Fr Nicolas Tixier op

Mc 1. 40-45

Terrible que le sentiment d’être impur. C’est une question pour aujourd’hui où le monde se partage entre tests positifs, tests négatifs, cas contacts, et autres catégories que nous ne connaissions pas du tout il y a un an. Dans la bienheureuse et tranquille inconscience qui était la nôtre que ceux avec qui nous vivons peuvent être des menaces sanitaires. Nous sommes parfois amenés à nous isoler, à nous confiner, à nous retrancher. Cela blesse notre vocation humaine à la relation, car nous sommes faits pour la relation. Le virus nous fait toucher du doigt ce que l’exclusion du lépreux voulait dire. Cela nous permet d’ailleurs peut-être de comprendre un peu mieux l’aspect prophétique du baiser au lépreux !

Le retranchement c’est d’ailleurs une posture très humaine, depuis la cour de récréation nous le savons très bien, nous sommes prompts à mettre de côté celui ou celle qui n’est pas comme nous. On ne dira pas qu’il ou elle est impur(e), mais on trouvera un autre vocabulaire pour cela, et notre imagination humaine est grande pour dire à l’autre « tu n’es pas mon frère, tu n’es pas ma sœur ». Isole-toi. Ou c’est moi qui m’isole.

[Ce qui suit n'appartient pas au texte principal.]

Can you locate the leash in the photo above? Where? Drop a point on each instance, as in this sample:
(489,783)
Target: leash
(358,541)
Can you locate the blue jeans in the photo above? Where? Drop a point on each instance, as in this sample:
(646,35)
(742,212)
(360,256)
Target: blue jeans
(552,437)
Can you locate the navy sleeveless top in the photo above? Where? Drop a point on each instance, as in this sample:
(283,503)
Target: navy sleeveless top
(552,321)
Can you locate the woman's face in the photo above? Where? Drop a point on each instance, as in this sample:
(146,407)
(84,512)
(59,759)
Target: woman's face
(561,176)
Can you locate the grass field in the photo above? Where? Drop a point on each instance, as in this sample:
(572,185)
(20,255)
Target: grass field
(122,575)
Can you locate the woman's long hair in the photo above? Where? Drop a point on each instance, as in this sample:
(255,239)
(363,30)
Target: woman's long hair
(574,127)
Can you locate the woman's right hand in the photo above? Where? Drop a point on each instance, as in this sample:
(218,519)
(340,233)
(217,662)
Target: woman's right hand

Le fait d’être chrétien change-t-il quelque chose ? Pas sûr… Nous restons des hommes… En prenant la route de Chalais, j’ai pris dans mon sac un petit livre d’un grand penseur local, le philosophe Emmanuel Mounier, né à Grenoble. Celui-ci vitupérait (c’est le moins qu’on puisse dire, il faut voir le souffle qui l’anime, et la force de ses phrases) en son temps contre un christianisme étroit, petit, racorni, rabougri, qui serait réduit à dire ce qui est pur et ce qui ne l’est pas : « d’où vient au christianisme moderne cette mauvaise humeur contre la vie qui défigure tant de vertus ? »

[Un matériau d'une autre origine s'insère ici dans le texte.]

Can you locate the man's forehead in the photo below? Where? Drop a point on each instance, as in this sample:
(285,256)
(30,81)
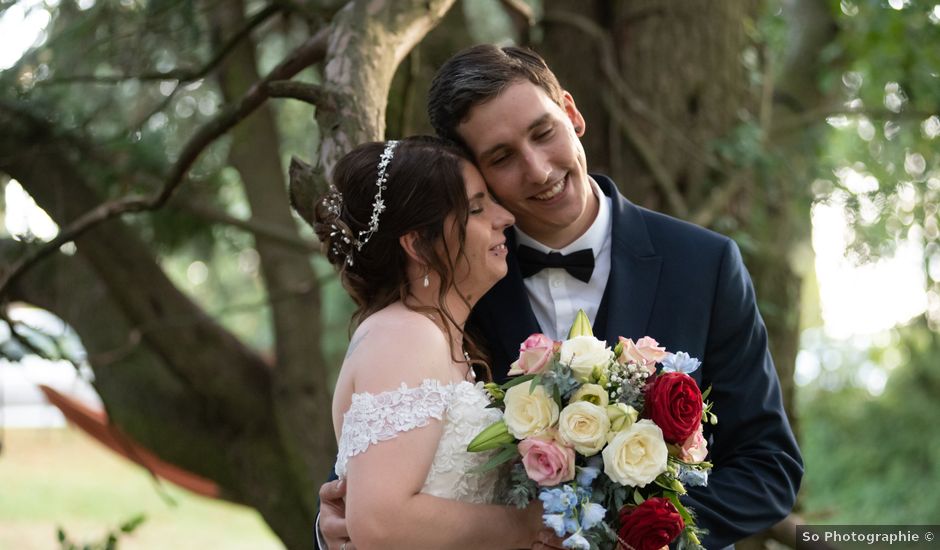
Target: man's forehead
(513,113)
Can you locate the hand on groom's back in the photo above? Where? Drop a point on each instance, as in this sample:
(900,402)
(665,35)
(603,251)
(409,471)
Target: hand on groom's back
(333,515)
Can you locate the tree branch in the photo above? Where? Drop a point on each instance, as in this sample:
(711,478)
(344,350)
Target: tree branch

« Mauvaise humeur contre la vie », l’expression est forte et pourtant parlante, quand la bonne nouvelle de l’Évangile devrait au contraire nous inviter à vivre, radicalement. Pourtant n’est-il pas vrai que, au nom de la foi ou de la morale chrétienne, on a pu et on peut encore manifester de la mauvaise humeur contre nos frères, et les exclure, les retrancher, les tenir à distance ?…

Alors la guérison du lépreux est un événement d’une importance capitale. Car plus que la simple guérison du mal lui-même (un mal terrible), c’est à une réintégration que l’on assiste. Jésus invite l’homme lépreux à réintégrer la société des hommes. La guérison physique est aussi une guérison sociale. Jésus manifeste ainsi le sens de sa mission, envoyé par le Père pour « ramener à lui, le Père très aimant, tous ses enfants dispersés » comme on le dit dans la prière eucharistique (quelle expression superbe !)

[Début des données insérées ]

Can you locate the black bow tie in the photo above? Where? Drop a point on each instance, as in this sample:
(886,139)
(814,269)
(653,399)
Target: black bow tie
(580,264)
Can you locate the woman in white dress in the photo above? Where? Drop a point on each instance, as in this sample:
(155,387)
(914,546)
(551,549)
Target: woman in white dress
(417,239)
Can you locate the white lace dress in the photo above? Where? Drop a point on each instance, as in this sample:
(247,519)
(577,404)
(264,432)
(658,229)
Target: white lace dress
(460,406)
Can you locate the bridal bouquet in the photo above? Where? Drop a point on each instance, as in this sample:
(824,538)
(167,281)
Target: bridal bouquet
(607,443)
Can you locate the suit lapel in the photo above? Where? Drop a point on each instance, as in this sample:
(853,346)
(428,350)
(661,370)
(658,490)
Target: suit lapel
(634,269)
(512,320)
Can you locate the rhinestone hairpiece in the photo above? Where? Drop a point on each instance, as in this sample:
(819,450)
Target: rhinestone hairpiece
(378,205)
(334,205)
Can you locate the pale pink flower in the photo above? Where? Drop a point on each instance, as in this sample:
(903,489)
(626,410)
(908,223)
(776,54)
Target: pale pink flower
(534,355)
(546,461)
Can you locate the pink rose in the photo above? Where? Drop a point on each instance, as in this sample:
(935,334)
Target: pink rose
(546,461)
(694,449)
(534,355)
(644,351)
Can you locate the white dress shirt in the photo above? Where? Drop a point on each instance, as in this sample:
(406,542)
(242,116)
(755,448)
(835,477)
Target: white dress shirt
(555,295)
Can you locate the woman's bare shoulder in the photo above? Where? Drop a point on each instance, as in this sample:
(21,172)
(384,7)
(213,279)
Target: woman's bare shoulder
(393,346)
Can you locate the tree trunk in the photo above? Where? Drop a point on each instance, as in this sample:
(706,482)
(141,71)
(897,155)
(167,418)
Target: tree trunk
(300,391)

Comment fait-il ? Je retiens ici deux images venues de deux représentations anciennes de Jésus.

A Brioude, en Auvergne, il y a une très belle statue qui représente le Christ. Elle date du 14e s. Elle était destinée à la chapelle de l’hôpital qui accueillait les lépreux de la ville. On l’appelle pour cela le Christ des lépreux. En fait non, on l’appelle même le Christ lépreux, car si l’on regarde bien cette statue, il semble que le Christ lui-même est frappé par la maladie. Selon une ancienne légende, un lépreux se serait allongé sur cette croix en priant pour être guéri et la maladie se serait transférée à l’image sculptée. Christ lépreux. Christ sauveur.

Une autre image du Christ est alsacienne celle-là, qui est celle du retable d’Issenheim à Colmar. Ce grand retable était destiné à orner l’église des moines antonins d’Issenheim qui soignaient ceux qui étaient frappés du mal des ardents. Le Christ est représenté là aussi frappé du même mal que ceux qui se tournent vers lui pour se confier à lui, pour lui confier leur désespoir, leur envie de guérir.

Le Christ représenté parmi les malades, jusqu’à le représenter lui-même comme malade, comme impur même, nous rappelle combien il nous a aimés en se faisant chair. Jusqu’où il s’est fait proche de nous. Descendu depuis le Ciel où il était avec le Père, pour nous rejoindre, nous qui sommes parfois malades, qui voyons tellement de malades autour de nous. Oui, il vient nous rejoindre, jusque dans les chambres d’hôpital, dans les services qui nous font le plus peur, ou que nous trouvons les plus honteux. Jusque auprès des lits de ceux qui ne peuvent plus se lever.

Même dans ce qu’il y a de malade en nous. Même dans ce qu’il y a d’impur en nous, de pécheur. Nos ténèbres intérieures. Il est même venu pour cela, d’abord. Pour nous en délivrer. Pour nous sauver. « Si tu le veux, tu peux me purifier, Seigneur ». « Je le veux, sois purifié ».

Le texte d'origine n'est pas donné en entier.